Criminal Justice: Examination behind closed doors | Exploring the Web with Bharathi S Pradhan


It is an overwhelming reality that in most cases of rape and sexual abuse, more than the perpetrator, it is the victim who feels an overwhelming sense of shame.

It is therefore entirely credible that Kirti Kulhari does not simply repeat the undue silent and stammering act of Indu Sarkar but undergoes a trauma unspeakably different from that of Anu Chandra in Behind closed doors.

Ultimately, while only Anu is on the dock for her husband’s murder, it’s three other marriages that also turn the spotlight inward as the case is unfolding.

Adapted and competently written by Apurva Asrani from the British series Criminal justice, Behind closed doors Rohan Sippy and Arjun Mukherjee take turns directing the episodes.

The odds are against Anu in what defense attorney Madhav Mishra (Pankaj Tripathi) sees as an open and closed case. But, to make Anu the vulnerable victim, there is a sea of ​​influential names on the opposite side. Well-connected mother-in-law Vijji Chandra (Deepti Naval). Leading legal mastermind Mandira Mathur (Mita Vashisht) so influential that she hires and fires prosecutors. Dipen Prabhu (Ashish Vidhyarti), haughty and offensive puja prosecutor, who is not above a dirty trick or two to organize a media trial which is taking place today alongside the trials inside the courtroom audience. Ishani (Shilpa Shukla), a hair dryer high society prisoner who runs the prison and can be used by Mandira and Prabhu.
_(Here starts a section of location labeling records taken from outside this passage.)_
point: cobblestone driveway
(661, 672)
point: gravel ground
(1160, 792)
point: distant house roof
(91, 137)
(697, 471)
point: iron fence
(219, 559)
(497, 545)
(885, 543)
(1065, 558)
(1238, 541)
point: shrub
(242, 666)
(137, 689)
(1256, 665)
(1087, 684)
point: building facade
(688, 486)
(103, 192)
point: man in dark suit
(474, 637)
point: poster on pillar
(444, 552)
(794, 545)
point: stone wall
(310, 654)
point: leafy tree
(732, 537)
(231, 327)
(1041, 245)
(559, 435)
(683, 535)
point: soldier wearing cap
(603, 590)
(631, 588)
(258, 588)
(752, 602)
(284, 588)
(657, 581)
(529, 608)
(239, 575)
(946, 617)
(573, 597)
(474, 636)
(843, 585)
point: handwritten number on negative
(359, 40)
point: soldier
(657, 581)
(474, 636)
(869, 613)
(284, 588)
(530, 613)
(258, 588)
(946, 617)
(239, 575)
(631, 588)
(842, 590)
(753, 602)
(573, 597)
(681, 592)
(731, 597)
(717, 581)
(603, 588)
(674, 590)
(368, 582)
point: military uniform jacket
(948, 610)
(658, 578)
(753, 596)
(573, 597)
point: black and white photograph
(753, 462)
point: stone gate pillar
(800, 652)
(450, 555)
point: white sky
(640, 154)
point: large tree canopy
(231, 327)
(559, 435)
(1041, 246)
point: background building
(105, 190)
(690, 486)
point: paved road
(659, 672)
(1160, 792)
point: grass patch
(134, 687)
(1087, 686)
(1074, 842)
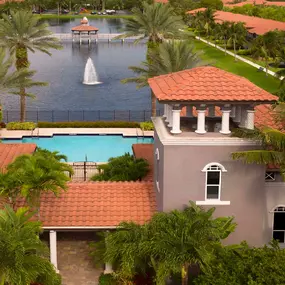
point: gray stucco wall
(242, 185)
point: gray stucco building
(193, 147)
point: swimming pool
(98, 148)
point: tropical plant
(246, 265)
(21, 32)
(11, 81)
(122, 168)
(170, 243)
(156, 22)
(24, 257)
(267, 46)
(273, 151)
(171, 56)
(223, 32)
(237, 35)
(29, 176)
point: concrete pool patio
(49, 132)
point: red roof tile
(254, 24)
(8, 152)
(145, 151)
(207, 83)
(98, 204)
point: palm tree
(21, 32)
(11, 81)
(170, 242)
(171, 56)
(224, 33)
(155, 23)
(238, 34)
(273, 151)
(30, 176)
(24, 257)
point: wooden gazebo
(84, 31)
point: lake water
(64, 71)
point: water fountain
(90, 74)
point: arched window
(213, 180)
(279, 224)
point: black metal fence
(82, 115)
(84, 170)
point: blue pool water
(98, 148)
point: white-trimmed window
(213, 184)
(279, 224)
(157, 169)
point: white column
(243, 118)
(189, 111)
(165, 111)
(250, 119)
(201, 117)
(53, 248)
(108, 268)
(237, 117)
(176, 120)
(233, 112)
(212, 112)
(170, 116)
(225, 122)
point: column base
(225, 133)
(176, 132)
(200, 132)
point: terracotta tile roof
(98, 204)
(145, 151)
(254, 24)
(207, 83)
(8, 152)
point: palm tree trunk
(153, 104)
(22, 62)
(184, 274)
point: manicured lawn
(68, 16)
(217, 58)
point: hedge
(99, 124)
(21, 126)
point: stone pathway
(74, 263)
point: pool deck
(49, 132)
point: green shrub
(147, 126)
(244, 52)
(21, 126)
(106, 279)
(99, 124)
(122, 168)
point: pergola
(84, 31)
(204, 92)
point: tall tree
(171, 56)
(30, 176)
(273, 151)
(170, 242)
(21, 32)
(24, 257)
(11, 81)
(237, 35)
(156, 22)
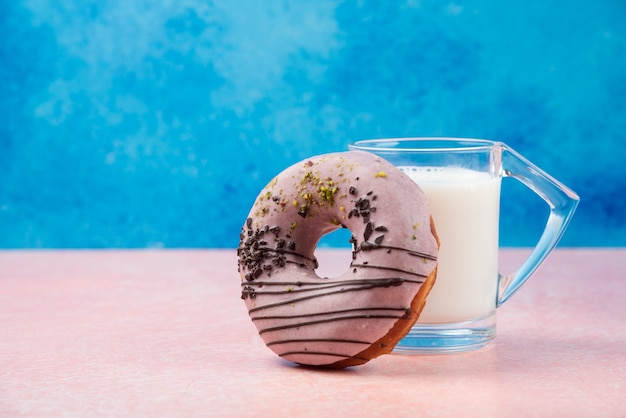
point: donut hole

Above all, the public prosecutor Bikram Chandra (Jisshu Sengupta), stabbed by his wife Anu, so famous and highly regarded that the legal community is closing ranks.

So when the underdog wins, it is all the more of a triumph, with domestic violence and the systematic chiseling of a woman’s self-esteem coming out of the bedroom and into the courtroom.

He receives a substantial boost with the irreplaceable presence of Pankaj Tripathi, the life of many web series, who arrives as Madhav Mishra with joy and more. Mishra’s marriage to Ratna in Patna gives a chuckle or two along with another layer of marital equations.

Nikhat Hussain (Anupriya Goenka) who slips into the defense team and his fierce contests with a doormat mother also throws the parents’ marriage under the microscope.

Gauri (Kalyani Mulay) and Harsh Pradhan (Ajeet Singh Palawat) make an interesting husband-wife team at the police station whose relationship changes as Anu’s case turns out not to be quite open and closed. The objectivity of senior cop Salian (Pankaj Saraswat) with an insider perspective on the vakil- and-Tuesday the equation gives more life to the case.

While it’s laudable to take a close look at the interconnections between the sexes, you stop to wonder why an educated woman like Anu who drives her own car has a husband busy for long hours outside the home. and has the bandwidth to have an affair with his therapist, had to be so sweet, weak and vulnerable. In contrast, the wife of the less privileged lawyer Ratna who follows Mishra to Mumbai to claim his rights.

There are rocky sequences in prison, like a mother separated from her child, which is moving. But there is the bigger picture that needs to be considered. Is prison the best place for a child? Especially when the mother raised the child treating the regular visits to prison like a picnic without remorse about a life of crime?

In places, it’s a practical series where couples don’t lock their bedroom doors. Gauri and Harsh make love within earshot of his mother, which is for comedic relief; Anu and Bikram have in-room conversations and privacy that can be seen and overheard by their school-going daughter, which relieves the defense in the courtroom.

There are other practical spaces. Like Mishra’s wife, Ratna, who was present in court just the day she can view the CCTV footage with her husband to explain what Anu threw in the trash after the murder.

The demand for justice for a gender sensitivity is growing, as it should. But there’s also a small voice that uneasily asks if gender sometimes tends to trump legalities. For example, from the mother-in-law, the policewoman and the defense lawyer to the lawyer’s wife and the magistrate, Anu’s abuse becomes so personal that the attorney general does not. relevant counterattacks. Questions the lawyer does not ask: Why did Anu put the knife in her husband only after finding out that she was pregnant with another man’s child and not sooner? So, did she kill him just because of the sexual abuse or because she was also afraid of being caught for adultery?

Apurva’s myriad of characters mixes bits of humor with a bit of legal jargon. But it is the gender relations that are paramount in this drama of murder and domestic violence.